Military infrastructure unacceptable: A joint statement which India signed following the meeting terms as ‘unacceptable’ the military infrastructure facilities built by other nations in that country. While Russia and Pakistan perceive this line to be a reference to the US, Delhi’s view, according to information with Shubhajit Roy (Associate Editor and Deputy Chief of National Bureau, Indian Express. Delhi) “is that it is about Pakistan’s military presence there.”
‘It was stressed that the placement of military infrastructure facilities of third countries in Afghanistan and in adjacent states is unacceptable,’ said the joint statement.
‘Financial burden’ for the post-conflict reconstruction: The joint statement said the participants were also ‘convinced' that ‘forces responsible for the 20-year military presence' in Afghanistan should take on the ‘main financial burden’ for the post-conflict reconstruction of its economy without intervention in its internal affairs.

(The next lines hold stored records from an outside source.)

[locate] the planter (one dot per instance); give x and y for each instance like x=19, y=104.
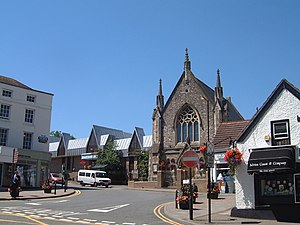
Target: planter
x=47, y=190
x=213, y=195
x=184, y=205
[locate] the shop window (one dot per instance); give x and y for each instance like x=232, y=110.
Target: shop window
x=274, y=189
x=187, y=125
x=4, y=111
x=29, y=114
x=27, y=140
x=3, y=136
x=280, y=132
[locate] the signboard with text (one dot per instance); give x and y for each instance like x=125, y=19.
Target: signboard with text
x=190, y=159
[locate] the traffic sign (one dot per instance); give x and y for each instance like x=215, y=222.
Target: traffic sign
x=190, y=159
x=15, y=155
x=210, y=155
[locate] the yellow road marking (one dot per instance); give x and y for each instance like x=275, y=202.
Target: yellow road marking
x=15, y=221
x=157, y=212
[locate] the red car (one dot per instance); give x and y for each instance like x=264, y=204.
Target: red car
x=56, y=178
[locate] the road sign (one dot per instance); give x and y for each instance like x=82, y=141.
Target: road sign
x=190, y=159
x=15, y=155
x=210, y=155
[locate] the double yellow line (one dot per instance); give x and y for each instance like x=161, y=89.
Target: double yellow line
x=158, y=213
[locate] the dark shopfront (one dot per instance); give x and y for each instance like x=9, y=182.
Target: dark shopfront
x=277, y=181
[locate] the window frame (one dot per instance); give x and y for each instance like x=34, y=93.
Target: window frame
x=187, y=125
x=279, y=138
x=5, y=113
x=29, y=116
x=8, y=93
x=3, y=136
x=31, y=98
x=27, y=140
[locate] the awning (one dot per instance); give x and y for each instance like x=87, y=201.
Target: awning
x=271, y=160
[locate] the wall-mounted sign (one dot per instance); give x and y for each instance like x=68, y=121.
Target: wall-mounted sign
x=297, y=187
x=43, y=139
x=89, y=156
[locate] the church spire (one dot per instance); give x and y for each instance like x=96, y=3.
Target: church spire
x=218, y=88
x=187, y=64
x=160, y=98
x=218, y=83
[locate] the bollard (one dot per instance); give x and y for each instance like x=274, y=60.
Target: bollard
x=176, y=196
x=66, y=185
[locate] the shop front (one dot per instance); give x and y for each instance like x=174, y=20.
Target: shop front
x=32, y=166
x=275, y=171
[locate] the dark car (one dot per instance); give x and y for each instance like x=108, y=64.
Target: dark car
x=56, y=178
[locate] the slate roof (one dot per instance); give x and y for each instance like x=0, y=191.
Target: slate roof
x=233, y=113
x=228, y=132
x=283, y=84
x=13, y=82
x=118, y=134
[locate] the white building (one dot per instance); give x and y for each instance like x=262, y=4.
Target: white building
x=25, y=116
x=270, y=145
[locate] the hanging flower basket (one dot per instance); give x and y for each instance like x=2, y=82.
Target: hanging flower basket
x=233, y=158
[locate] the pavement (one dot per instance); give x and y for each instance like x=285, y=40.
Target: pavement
x=220, y=208
x=35, y=194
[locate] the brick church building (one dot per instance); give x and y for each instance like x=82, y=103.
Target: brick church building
x=193, y=113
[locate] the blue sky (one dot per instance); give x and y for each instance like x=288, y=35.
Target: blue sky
x=102, y=60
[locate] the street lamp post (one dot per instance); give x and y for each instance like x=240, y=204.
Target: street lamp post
x=209, y=151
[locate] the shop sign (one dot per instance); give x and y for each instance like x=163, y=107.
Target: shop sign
x=297, y=187
x=89, y=156
x=268, y=165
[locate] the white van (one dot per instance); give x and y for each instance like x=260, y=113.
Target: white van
x=93, y=178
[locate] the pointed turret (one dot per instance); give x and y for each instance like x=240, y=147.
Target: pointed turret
x=187, y=65
x=218, y=88
x=160, y=98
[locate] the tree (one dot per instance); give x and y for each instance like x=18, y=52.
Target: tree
x=112, y=160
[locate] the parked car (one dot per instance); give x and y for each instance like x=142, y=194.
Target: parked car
x=93, y=178
x=56, y=178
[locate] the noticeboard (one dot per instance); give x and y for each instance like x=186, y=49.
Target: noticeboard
x=297, y=187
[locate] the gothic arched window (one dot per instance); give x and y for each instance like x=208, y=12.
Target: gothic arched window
x=187, y=125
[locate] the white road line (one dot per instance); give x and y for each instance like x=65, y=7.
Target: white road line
x=33, y=203
x=89, y=220
x=108, y=209
x=73, y=218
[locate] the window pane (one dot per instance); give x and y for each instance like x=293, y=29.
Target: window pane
x=196, y=131
x=187, y=125
x=190, y=134
x=3, y=136
x=27, y=140
x=30, y=98
x=179, y=133
x=184, y=132
x=280, y=128
x=29, y=116
x=6, y=93
x=4, y=111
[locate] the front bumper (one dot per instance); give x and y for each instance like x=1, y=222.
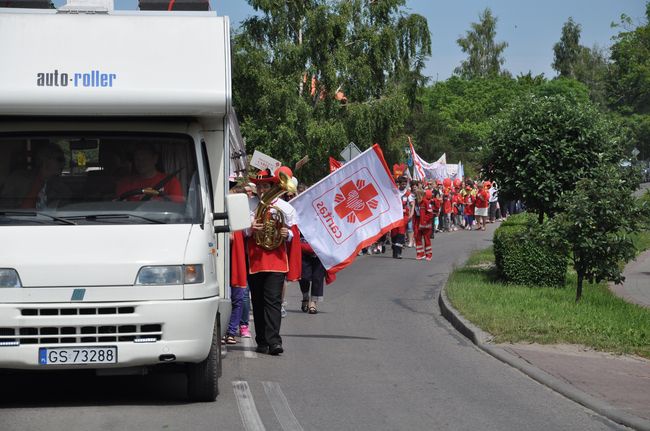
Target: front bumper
x=182, y=328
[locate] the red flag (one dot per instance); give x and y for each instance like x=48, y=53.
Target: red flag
x=398, y=170
x=349, y=209
x=334, y=164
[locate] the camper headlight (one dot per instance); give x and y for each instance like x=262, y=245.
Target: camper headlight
x=170, y=274
x=9, y=278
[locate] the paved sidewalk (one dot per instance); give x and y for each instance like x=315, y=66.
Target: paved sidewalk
x=636, y=287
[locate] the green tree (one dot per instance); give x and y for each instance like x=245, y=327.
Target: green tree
x=484, y=54
x=591, y=69
x=628, y=82
x=293, y=64
x=595, y=221
x=541, y=146
x=567, y=50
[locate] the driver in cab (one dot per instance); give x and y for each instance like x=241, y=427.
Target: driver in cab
x=147, y=182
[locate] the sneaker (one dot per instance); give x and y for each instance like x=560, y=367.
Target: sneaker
x=244, y=331
x=229, y=339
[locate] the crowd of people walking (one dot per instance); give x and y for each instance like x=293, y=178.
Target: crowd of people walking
x=260, y=271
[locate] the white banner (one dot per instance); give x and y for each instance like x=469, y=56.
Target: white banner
x=262, y=161
x=349, y=209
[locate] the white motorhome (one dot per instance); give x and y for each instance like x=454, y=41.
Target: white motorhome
x=114, y=170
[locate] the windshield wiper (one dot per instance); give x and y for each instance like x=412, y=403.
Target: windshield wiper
x=93, y=217
x=34, y=214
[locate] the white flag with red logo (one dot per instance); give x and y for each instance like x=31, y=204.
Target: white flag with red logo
x=349, y=209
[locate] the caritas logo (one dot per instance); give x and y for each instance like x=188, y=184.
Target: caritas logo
x=356, y=201
x=350, y=205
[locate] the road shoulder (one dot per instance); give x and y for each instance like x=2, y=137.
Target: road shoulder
x=560, y=372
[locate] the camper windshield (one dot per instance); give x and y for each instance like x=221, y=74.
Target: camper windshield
x=98, y=179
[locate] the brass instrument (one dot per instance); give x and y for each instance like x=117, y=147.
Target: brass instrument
x=270, y=237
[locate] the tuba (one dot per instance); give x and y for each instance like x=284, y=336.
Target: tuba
x=272, y=217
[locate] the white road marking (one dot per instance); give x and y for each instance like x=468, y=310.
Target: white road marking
x=248, y=345
x=247, y=410
x=281, y=407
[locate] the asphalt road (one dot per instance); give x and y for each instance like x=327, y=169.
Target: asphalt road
x=377, y=357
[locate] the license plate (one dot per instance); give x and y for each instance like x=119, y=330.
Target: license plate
x=77, y=355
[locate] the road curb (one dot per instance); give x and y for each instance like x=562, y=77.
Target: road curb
x=480, y=338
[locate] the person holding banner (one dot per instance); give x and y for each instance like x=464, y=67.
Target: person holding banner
x=425, y=227
x=268, y=268
x=398, y=235
x=481, y=206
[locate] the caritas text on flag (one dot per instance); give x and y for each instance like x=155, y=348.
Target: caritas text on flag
x=349, y=209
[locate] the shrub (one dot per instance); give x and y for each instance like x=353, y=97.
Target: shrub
x=523, y=257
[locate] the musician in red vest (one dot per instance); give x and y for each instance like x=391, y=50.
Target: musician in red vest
x=269, y=268
x=398, y=235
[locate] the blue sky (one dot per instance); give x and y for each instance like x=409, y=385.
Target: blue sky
x=529, y=27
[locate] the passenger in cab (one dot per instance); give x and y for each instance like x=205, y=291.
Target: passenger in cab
x=148, y=182
x=41, y=187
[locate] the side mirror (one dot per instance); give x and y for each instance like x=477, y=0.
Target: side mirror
x=237, y=213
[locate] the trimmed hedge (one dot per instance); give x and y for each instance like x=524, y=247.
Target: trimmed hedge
x=522, y=257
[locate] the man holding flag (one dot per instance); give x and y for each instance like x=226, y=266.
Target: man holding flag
x=349, y=209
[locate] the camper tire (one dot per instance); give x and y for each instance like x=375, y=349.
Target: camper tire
x=203, y=377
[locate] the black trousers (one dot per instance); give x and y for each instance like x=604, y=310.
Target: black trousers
x=266, y=298
x=313, y=275
x=398, y=243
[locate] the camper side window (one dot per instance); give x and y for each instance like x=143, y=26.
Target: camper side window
x=141, y=178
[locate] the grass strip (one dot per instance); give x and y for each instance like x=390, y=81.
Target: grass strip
x=518, y=313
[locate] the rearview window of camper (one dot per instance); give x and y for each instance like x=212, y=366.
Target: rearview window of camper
x=98, y=179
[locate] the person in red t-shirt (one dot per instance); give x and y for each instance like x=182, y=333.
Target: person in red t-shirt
x=148, y=182
x=425, y=227
x=469, y=208
x=482, y=204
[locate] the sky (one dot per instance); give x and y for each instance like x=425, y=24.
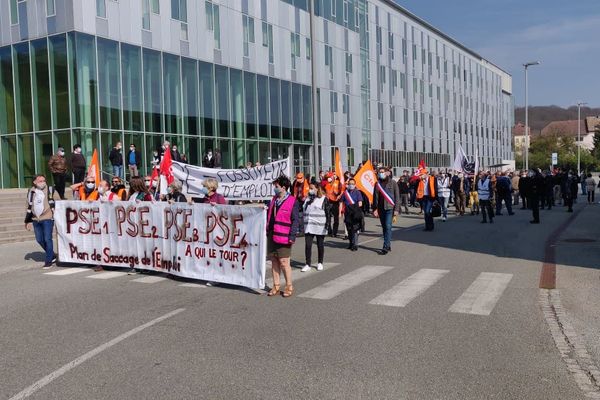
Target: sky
x=563, y=35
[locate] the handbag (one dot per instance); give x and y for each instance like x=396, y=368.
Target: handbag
x=436, y=209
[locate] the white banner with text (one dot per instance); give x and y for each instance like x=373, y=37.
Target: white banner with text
x=224, y=244
x=234, y=184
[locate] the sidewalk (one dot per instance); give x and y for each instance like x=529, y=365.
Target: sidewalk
x=578, y=275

However, it also specified that ‘most of the delegations’ agreed to make a call to compensate for the damage caused to Afghan people during the years of US-NATO presence. This, learns The Indian Express, “suggests that India may have opted out of this call.”
Rights and freedoms of the population: Referring to the Taliban regime, the statement said, ‘The strengthening of Afghan authorities’ efforts to ensure the basic rights and freedoms of the population were noted as important. The sides also expressed their support for the fundamental rights of all ethnic groups, including minorities, women and children, providing equal access to justice and education respectively.’
Commitments to Afghanistan: The joint statement said the participants reiterated their commitment to a ‘peaceful, unified, sovereign, independent and economically developing Afghanistan, free from the threats of terrorism and drug trafficking’.
On terrorism and drug trafficking: On the issue of terrorism, the statement said: 'Afghanistan was requested to fulfill its commitments to eradicate terrorism and drug trafficking emanating from its territory, take more visible steps against all terrorist organisations, and to firmly fight, dismantle and eliminate them, so as to ensure that Afghanistan would never again serve as a breeding ground, safe haven or source of proliferation for terrorism.’
Inclusive government: The statement underlined the need to form a ‘truly inclusive government in Afghanistan’ reflecting the interests of all major ethno-political groups of the country. The importance of ‘practical engagement with Afghanistan’ in this regard was also highlighted, it said. India has established a team for this purpose at its embassy in Kabul.